Sede São Milas, sexta-feira, 15 de junho de 1973 – Santo do Dia
A D V E R T Ê N C I A
O presente texto é adaptação de transcrição de exposição verbal do Prof. Plinio Corrêa de Oliveira, e não passou por revisão do autor.
Se o Prof. Plinio Corrêa de Oliveira estivesse entre nós, certamente pediria que se colocasse explícita menção a sua filial disposição de retificar qualquer discrepância em relação ao Magistério da Igreja. É o que fazemos aqui constar, com suas próprias palavras, como homenagem a tão belo e constante estado de espírito:
“Católico apostólico romano, o autor deste texto se submete com filial ardor ao ensinamento tradicional da Santa Igreja. Se, no entanto, por lapso, algo nele ocorra que não esteja conforme àquele ensinamento, desde já e categoricamente o rejeita”.
As palavras “Revolução” e “Contra-Revolução”, são aqui empregadas no sentido que lhes dá o Prof. Plínio Corrêa de Oliveira em seu livro “Revolução e Contra-Revolução“, cuja primeira edição foi publicada no Nº 100 de “Catolicismo“, em abril de 1959.
Eu encontro aqui como ficha para o Santo do dia um extrato do livro “Las aventuras de don Bosco: Bajo el reinado de Pio IX“, de Hugo Wast.
”Que estupor do mundo ímpio, que sarcasmos para o Papa que no momento em que se abriu os abismos diante de seus passos de rei temporal, se entregava a questões de pura teologia.
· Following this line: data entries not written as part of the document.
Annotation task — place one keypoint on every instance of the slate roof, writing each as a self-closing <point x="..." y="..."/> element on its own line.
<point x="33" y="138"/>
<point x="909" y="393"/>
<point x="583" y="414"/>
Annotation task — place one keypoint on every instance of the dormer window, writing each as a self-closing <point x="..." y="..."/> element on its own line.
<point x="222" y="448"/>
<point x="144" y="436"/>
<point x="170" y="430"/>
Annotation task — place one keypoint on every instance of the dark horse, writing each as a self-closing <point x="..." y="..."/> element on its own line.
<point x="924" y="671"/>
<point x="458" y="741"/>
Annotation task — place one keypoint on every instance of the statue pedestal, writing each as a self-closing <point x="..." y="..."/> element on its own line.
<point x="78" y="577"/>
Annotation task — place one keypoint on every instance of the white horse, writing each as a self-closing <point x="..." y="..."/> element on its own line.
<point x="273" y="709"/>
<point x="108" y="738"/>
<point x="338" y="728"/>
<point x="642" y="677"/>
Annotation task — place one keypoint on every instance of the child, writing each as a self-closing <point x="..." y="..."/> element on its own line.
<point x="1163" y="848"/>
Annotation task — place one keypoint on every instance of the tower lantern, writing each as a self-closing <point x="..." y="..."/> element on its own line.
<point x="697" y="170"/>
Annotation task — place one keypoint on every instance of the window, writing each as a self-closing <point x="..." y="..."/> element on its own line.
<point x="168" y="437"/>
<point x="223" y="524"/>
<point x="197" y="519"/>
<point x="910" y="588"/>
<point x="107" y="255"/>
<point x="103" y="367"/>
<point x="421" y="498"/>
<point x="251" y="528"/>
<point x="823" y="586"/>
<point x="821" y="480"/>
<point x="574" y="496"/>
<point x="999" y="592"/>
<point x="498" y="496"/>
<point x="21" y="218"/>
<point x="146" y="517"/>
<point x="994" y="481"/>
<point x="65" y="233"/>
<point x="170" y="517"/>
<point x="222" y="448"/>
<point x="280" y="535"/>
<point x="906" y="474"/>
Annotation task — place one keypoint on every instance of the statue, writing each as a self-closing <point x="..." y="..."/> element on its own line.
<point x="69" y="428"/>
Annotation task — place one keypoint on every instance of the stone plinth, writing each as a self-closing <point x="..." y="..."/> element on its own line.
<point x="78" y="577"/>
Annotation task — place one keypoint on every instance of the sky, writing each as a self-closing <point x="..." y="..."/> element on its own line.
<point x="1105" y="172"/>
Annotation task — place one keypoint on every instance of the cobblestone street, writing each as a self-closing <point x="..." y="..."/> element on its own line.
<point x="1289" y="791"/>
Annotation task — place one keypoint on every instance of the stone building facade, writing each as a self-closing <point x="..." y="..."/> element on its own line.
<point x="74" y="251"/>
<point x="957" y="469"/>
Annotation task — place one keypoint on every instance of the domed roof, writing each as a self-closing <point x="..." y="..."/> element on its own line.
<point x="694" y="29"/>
Mas um Papa é teólogo antes que rei e quando pronunciou essas memoráveis palavras que encheram a cúpula de São Pedro, a proclamação do dogma da Imaculada Conceição, um raio de sol passando através de uma janela aberta iluminou o rosto resplandecente como o de Moisés no alto do Sinai. Troou, como nos seus melhores dias, o canhão do castelo de Santo Ângelo; os infinitos campanários em Roma proclamaram a notícia e Roma se iluminou nessa noite e milhares de cidades do mundo inteiro imitaram, e milhões de almas festejaram a glória de Maria em quem Deus pôs a plenitude de todos os bens, segundo as ternas palavras de São Bernardo, de tal maneira que se há em nós alguma esperança, algum favor, alguma salvação, devemos saber que de Maria nos vem, porque essa é a vontade [de Deus] que quis que tudo tenhamos por Maria”.
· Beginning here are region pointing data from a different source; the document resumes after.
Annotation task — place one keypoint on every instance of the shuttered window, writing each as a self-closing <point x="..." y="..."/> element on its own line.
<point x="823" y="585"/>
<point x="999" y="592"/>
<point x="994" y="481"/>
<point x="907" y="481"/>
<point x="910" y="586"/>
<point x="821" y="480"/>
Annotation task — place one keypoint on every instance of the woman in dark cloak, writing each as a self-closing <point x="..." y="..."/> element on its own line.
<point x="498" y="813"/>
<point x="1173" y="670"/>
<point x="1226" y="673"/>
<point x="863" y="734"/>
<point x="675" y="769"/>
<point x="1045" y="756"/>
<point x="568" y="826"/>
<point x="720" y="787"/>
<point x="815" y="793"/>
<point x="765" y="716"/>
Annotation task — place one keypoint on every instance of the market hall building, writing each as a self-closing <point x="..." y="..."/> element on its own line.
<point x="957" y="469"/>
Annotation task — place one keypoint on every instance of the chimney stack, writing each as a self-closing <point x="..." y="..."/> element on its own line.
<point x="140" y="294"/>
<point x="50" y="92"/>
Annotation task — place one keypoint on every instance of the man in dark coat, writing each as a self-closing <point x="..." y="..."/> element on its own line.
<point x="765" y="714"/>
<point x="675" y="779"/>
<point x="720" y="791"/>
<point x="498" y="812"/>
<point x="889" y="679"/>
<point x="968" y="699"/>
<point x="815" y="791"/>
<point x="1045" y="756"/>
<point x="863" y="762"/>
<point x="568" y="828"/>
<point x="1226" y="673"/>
Este trecho de Hugo Wast se refere a um dos fatos culminantes do pontificado de Pio IX. Os senhores sabem que Pio IX teve um pontificado extremamente longo e se não me engano até, o pontificado dele foi mais longo que o de São Pedro e que foi um pontificado dividido por duas partes bem distintas. Na primeira parte, – foram nos primeiros meses do pontificado dele, – o Papa tinha uma formação liberal, e por causa disso ele favorecia o liberalismo nos Estados Pontificados, que era um conjunto de feudos medievais que tinham Roma como capital e nos quais o Papa era rei.
Depois, houve uma revolução e isso abriu os olhos do Papa. Ele teve que fugir dos Estados Pontifícios, refugiou-se no território do antigo reino de Nápoles, que era fiel, então, a ele e que constituía a parte sul da península italiana. E ali então, ele considerando bem o que era a revolução, mudou de orientação e passou a ser um dos Papas mais contra-revolucionários da história.
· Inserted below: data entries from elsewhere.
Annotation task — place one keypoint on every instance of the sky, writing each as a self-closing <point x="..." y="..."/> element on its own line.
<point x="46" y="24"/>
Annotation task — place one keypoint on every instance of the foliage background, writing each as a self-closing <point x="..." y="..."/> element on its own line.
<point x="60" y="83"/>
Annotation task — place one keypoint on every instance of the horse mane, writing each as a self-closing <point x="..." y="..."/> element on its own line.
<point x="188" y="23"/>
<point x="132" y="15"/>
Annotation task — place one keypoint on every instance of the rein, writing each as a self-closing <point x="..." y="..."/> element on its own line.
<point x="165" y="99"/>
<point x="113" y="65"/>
E dois atos particularmente contra-revolucionários dele foram: a definição do dogma da Imaculada Conceição e, mais tarde, a definição do dogma da Infalibilidade Papal. Aqui, este trecho do Hugo Wast, trata especialmente da definição do dogma da Imaculada Conceição.
Havia duas notas particularmente contra-revolucionárias na definição desse dogma. Como os senhores sabem, o dogma ensina que Nossa Senhora foi concebida sem pecado original, desde o primeiro instante de seu ser. O que quer dizer em palavras diversas o seguinte: que Ela em nenhum momento teve nenhuma nódoa do pecado original. A lei inflexível pela qual todos os descendentes de Adão e Eva, até o fim do mundo, teriam o pecado original, essa lei se suspendeu no que diz respeito à Nossa Senhora e naturalmente ao que diz respeito à humanidade santíssima de Nosso Senhor Jesus Cristo.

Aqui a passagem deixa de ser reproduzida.